The comprehensive landscape of TTMV::RARA fusiondriven acute myeloid leukemia: from viral integration mechanisms to clinical outcomes

Acute myeloid leukemia (AML) with TTMV::RARA fusion represents a novel subtype driven by torque teno mini virus (TTMV) integration into the retinoic acid receptor α (RARA) locus, while current understanding of its molecular features and clinical presentation relies predominantly on isolated case observations.
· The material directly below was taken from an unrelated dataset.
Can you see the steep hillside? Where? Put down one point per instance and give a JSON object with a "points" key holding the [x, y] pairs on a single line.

Here, we characterize a large and independent cohort (N=25) through integrative analysis of clinical-omics data, uncovering unique features that distinguish it from classic acute promyelocytic leukemia (APL) and other AML subtypes. Our findings reveal that TTMV integrates exclusively within intron 2 of the RARA gene via microhomology-mediated end joining, forming functional TTMV::RARA transcripts. Clinically, patients harboring this fusion were predominantly pediatric (72%, age <18 years) and often presented with extramedullary diseases (24% with myeloid sarcoma, 16% with central nervous system infiltration). Blasts displayed APL-like morphology and immunophenotype but lacked PML::RARA, instead harboring TTMV::RARA with recurrent i(17)(q10) abnormalities (24%). Unsupervised clustering revealed it as a molecularly distinct subgroup. Transcriptomic profiling identified a Wnt-activated/extracellular matrix-dysregulated signature, driving leukemogenesis via dual mechanisms of clonal expansion and metastatic pathways. Despite achieving a 96% complete remission rate with induction therapy, long-term outcomes were significantly inferior, with 2-year event-free survival and relapse-free survival rates of 53.6% and 53.8%, respectively. Hematopoietic stem cell transplantation achieved durable remission in nine of 11 patients, particularly those with extramedullary disease or i(17)(q10) abnormalities. Conclusively, this work establishes TTMV::RARA as a novel AML subtype, highlighting the need for viral screening in APL-like cases and hematopoietic stem cell transplantation prioritization for this subset.